Немерсон беспокойно заерзал в кресле:
— А почему бы и нет? Шесть бригад кибернетиков носятся по коридорам Мультивака и за три дня ничего не отыскали. Почему бы ради разнообразия кому-то и не начать думать?
— Думай не думай, ничего не изменится. Надо найти поломку. Где-то, очевидно, произошло замыкание.
— Вряд ли все так просто, Джек.
— Кто говорит, что просто? Ты знаешь, сколько в нем миллионов ячеек и контактов?
— И все-таки ты неправ. Если бы речь шла о реле или контакте, Мультивак использовал бы резервные линии, сам бы уж как-нибудь отыскал неполадку и сумел бы поставить нас об этом в известность. Вся беда в том, что Мультивак не только не отвечает на вопросы, он не может сообщить нам, что с ним стряслось. А между тем, если мы не поможем ему, в городах начнется переполох. Мировая экономика координируется Мультиваком, и все об этом отлично знают.
— Кстати, я тоже знаю. Что это изменит?
— Думать надо. Мы что-то упускаем. Пойми, Джек, за последние сто лет все самые выдающиеся умы кибернетики старались усложнить Мультивак. Сегодня он может почти все — в том числе говорить и слушать нас. Практически по сложности он уже не уступает человеческому мозгу. Мы до сих пор не можем полностью разгадать человеческий мозг — почему же мы претендуем на полное понимание Мультивака?
— Ну вот, еще немного, и ты скажешь, что Мультивак разумен.
— А почему бы и нет? — Немерсон задумался. — Почему бы и нет? Можем ли мы утверждать, что Мультивак не пересек ту тонкую, условную черту, которая отделяет машину от мыслящего существа? Да и существует ли эта черта? Если мозг количественно сложней Мультивака, а мы все продолжаем усложнять Мультивак, в какой точке…

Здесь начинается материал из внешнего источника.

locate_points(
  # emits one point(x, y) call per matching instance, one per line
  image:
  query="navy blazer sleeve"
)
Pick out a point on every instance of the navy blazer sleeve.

Немерсон погрузился в молчание.
— К чему все это? — раздраженно спросил Уивер. — Даже допустим, что Мультивак разумен. Неужели это поможет нам найти поломку?

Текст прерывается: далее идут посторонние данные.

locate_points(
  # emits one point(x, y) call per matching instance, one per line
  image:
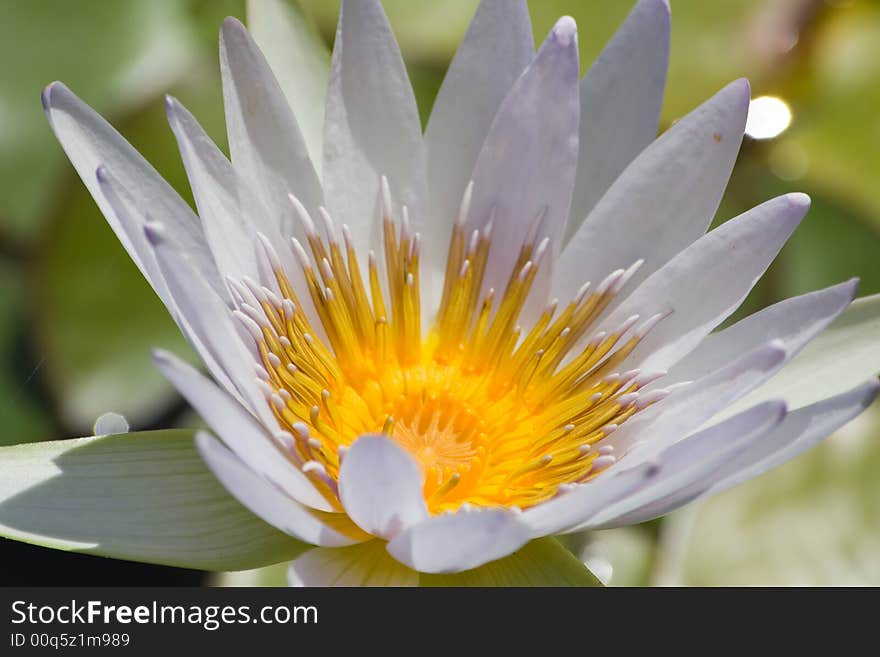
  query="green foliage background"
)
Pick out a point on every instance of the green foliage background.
point(77, 320)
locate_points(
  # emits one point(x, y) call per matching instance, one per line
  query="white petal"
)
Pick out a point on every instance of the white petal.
point(688, 408)
point(90, 142)
point(367, 564)
point(690, 465)
point(707, 281)
point(841, 357)
point(219, 194)
point(372, 124)
point(496, 49)
point(794, 322)
point(178, 301)
point(240, 431)
point(207, 325)
point(800, 431)
point(576, 506)
point(527, 164)
point(265, 142)
point(664, 200)
point(300, 60)
point(450, 543)
point(264, 499)
point(143, 496)
point(621, 97)
point(380, 486)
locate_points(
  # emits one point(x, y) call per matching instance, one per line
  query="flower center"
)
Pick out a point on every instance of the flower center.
point(494, 415)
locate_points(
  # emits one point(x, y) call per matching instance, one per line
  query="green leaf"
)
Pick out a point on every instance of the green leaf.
point(543, 562)
point(812, 523)
point(840, 358)
point(140, 496)
point(21, 414)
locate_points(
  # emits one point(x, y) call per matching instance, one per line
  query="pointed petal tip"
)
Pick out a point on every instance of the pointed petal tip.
point(46, 95)
point(231, 25)
point(155, 232)
point(161, 357)
point(659, 7)
point(743, 88)
point(798, 200)
point(565, 31)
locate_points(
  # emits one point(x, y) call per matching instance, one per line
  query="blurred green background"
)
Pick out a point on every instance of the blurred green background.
point(78, 321)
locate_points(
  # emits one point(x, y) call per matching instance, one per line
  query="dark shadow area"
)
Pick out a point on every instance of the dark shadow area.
point(30, 565)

— Поможет, потому что мы сможем подойти к нему с человеческими мерками. Допустим, тебе задали вопрос, какой будет цена на пшеницу следующим летом, а ты не ответил. Почему ты не ответил?
— Потому что я этого не знаю! А Мультивак знает. Он, а не я обладает всей нужной информацией. Пользуясь этой информацией, он может предсказывать тенденции в политике, экономике или, к примеру, в метеорологии. И мы отлично знаем, что он может, — он это не раз делал.
— Ну хорошо. Тогда допустим, я задал тебе вопрос, ты знаешь ответ на него, но мне его не сообщаешь. Почему? Потому что у меня опухоль мозга, — огрызнулся Уивер, — потому что я потерял сознание. Потому что я в стельку пьян. И наконец, черт побери, потому что я сломался! Именно это мы и стараемся установить. Мы пытаемся отыскать место, где произошла поломка. Мы пытаемся отыскать необходимое условие его работы.
— И не нашли. — Немерсон поднялся с кресла. — Послушай, Джек, на каком вопросе Мультивак замолчал?
— Откуда мне помнить? Прокрутить тебе пленку?
— Не надо. Скажи, работая с Мультиваком, ты ведь ведешь с ним беседу?
— Так положено. Это терапия.
— Да, да, конечно, терапия. Мы делаем вид, что Мультивак — разумное существо, чтобы не переживать: ах, машина умнее меня! Из металлического чудовища делаем этакого отца-батюшку.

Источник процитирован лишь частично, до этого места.